So the budget being sunk into crafting a triple-A game means that more and more units have to sell to justify the publisher's investment.
There's not a lot of certainty left beyond the annual Call of Duty and FIFA instalments. Tomb Raider's 2013 first-month sales of 3.4 million units were below Square Enix's sales targets, highlighting the kind of margins required to produce a profit.
On top, how many games are now pushed out by publishers and require day-one patches as big as their original codebase just to work properly? Release windows are creating crunch periods so ferocious that games can't be finished before the disks are pressed.
Splitting the hardware market will make all of this worse. Even if a piece of software for the multi-tiered ecosystems of the PS4 and Xbox One ships as only one core, disk-based ‘version', but performs differently on each manifestation of the hardware, it'll cause unrest among the buying public.
That will also lead to confusion among coders as to which ‘level' of hardware they should target for a game.
Disparate development environments, coding techniques and the flow of technological progression could be affected by having so many different targets. This could result in an even split between triple-A titles aiming at the PS4 Pro or the Xbox One Scorpio, while smaller studios have to stay at the lower end and never seek to push boundaries.
Nobody likes having to buy the ‘cut down' poor man's version of a game. Just look at the Call of Duty: Black Ops III port that hit the last generation in all its low-res sadness in 2015. So ‘core' gaming audiences will be pushed to invest in the top-end system or risk slipping off the competitive rung that fuels their nightly fix.
And how often will a new model of those souped-up consoles be released? It depends entirely on the extent to which Sony or Microsoft feel like pushing this new agenda and making another £400 per customer.
Microsoft was cagey when this conversation began in March 2016, and remains so to this day. Sure, Scorpio isn't coming for a while, but you can bet that processes are already in place to produce a follow-up.
It's very unlikely that audiences will want to stick with that process.

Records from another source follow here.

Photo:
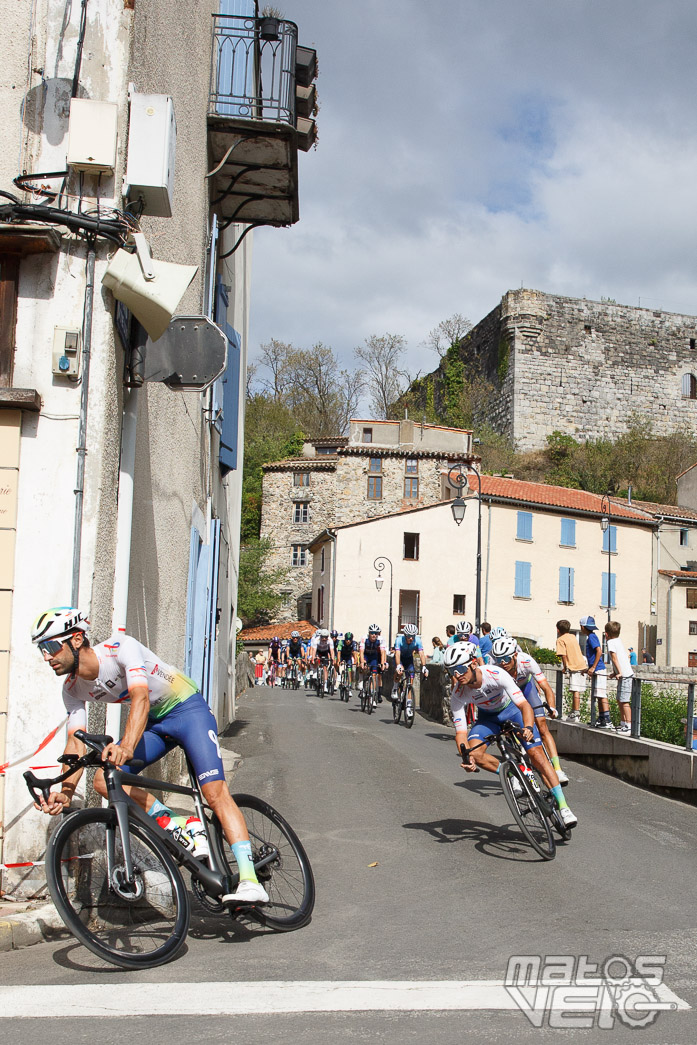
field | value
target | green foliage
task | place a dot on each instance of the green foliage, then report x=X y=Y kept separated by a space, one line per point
x=258 y=597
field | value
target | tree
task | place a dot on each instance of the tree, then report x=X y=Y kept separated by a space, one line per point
x=386 y=378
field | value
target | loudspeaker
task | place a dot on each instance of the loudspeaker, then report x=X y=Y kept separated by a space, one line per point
x=152 y=301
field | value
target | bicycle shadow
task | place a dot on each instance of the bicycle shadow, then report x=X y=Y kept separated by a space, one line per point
x=503 y=842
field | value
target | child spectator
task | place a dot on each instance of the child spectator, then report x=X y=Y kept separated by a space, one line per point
x=622 y=670
x=597 y=667
x=574 y=664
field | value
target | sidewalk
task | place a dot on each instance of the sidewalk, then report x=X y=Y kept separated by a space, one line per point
x=26 y=922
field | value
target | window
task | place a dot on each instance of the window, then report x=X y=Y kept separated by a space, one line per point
x=566 y=584
x=568 y=533
x=299 y=557
x=610 y=539
x=374 y=487
x=603 y=596
x=525 y=531
x=521 y=589
x=411 y=546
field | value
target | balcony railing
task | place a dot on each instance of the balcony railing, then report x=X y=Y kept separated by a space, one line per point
x=253 y=77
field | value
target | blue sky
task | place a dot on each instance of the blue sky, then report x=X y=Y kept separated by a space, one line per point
x=470 y=146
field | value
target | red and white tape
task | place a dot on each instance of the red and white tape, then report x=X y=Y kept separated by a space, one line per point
x=30 y=755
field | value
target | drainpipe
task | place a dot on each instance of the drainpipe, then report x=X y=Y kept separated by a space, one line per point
x=82 y=427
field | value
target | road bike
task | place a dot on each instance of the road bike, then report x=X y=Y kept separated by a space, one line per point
x=114 y=873
x=403 y=699
x=532 y=805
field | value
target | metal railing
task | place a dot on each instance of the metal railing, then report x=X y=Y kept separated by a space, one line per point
x=253 y=77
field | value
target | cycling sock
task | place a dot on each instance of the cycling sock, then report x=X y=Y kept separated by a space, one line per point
x=242 y=854
x=159 y=809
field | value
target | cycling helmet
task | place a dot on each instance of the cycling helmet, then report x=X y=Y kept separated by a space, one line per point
x=504 y=649
x=59 y=623
x=460 y=656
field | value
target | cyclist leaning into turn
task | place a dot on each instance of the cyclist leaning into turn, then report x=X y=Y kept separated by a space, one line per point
x=165 y=710
x=497 y=700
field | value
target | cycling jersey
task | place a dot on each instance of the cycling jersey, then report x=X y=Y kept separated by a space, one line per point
x=123 y=664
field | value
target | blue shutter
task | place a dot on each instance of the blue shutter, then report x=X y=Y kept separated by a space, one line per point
x=523 y=580
x=525 y=531
x=568 y=533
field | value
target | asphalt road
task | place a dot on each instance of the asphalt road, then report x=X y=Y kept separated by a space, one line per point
x=421 y=877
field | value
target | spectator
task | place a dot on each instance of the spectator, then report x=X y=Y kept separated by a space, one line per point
x=622 y=670
x=597 y=668
x=574 y=664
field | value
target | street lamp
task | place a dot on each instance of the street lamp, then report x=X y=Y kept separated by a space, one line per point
x=606 y=527
x=458 y=480
x=379 y=565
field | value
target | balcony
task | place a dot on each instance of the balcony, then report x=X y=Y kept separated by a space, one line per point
x=258 y=118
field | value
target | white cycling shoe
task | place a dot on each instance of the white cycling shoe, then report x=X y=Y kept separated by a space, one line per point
x=247 y=892
x=570 y=819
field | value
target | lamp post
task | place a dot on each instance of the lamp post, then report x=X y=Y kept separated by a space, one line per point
x=379 y=565
x=605 y=526
x=458 y=480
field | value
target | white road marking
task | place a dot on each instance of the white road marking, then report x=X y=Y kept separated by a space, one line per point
x=222 y=998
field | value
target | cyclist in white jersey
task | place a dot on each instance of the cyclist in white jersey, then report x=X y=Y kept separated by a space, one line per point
x=165 y=710
x=497 y=699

Why spend £400 every couple of years to bolt another revision onto a games console with so few games to take advantage of it?
The argument has already been made, but we're willing to spend £600+ on a new iPhone every two years because we use that hardware for many hours a day.
£400 every two to three years on a FIFA and CoD box just isn't going to wash, no matter how much the early marketing makes these machines sound essential.
Nintendo rescued the games industry from the brink by sliding the NES under the door into toy shops in 1983, but what made the console dominate the world for nearly a decade was a single hardware build and an extremely careful control over software.
In 2016, we're fast heading towards a future with neither. As mobile gaming becomes a freemium cash-grab to the top of the App Store, and the PC remains the domain of the technologically savvy, consoles remain the only place for a curated, investable experience for gamers from the casual to the obsessive.
A market with a fleet of PS4 and Xbox choices will put off the casual gamer, push aficionados into a top financial bracket most of the mobile game-playing public wouldn't dream of, and could shrink the market to such an extent that even Activision's and EA's annual cash cows will no longer be enough to justify R&D on hardware and software.
And all for what? Slightly better graphics, perhaps. But more accurately, specs for specs' sake and fuel for the sort of arguments that are already breaking out over headlines like the one on top of this piece.
We don't need the PS4 Pro and we don't need Project Scorpio. We should be happy to ride out another three or four years, and let games developers truly innovate creatively in the space.
And we should stop buying all the vendor marketing hype that could wipe real video games off the face of the Earth and leave us with nothing but Candy Crush and faded memories.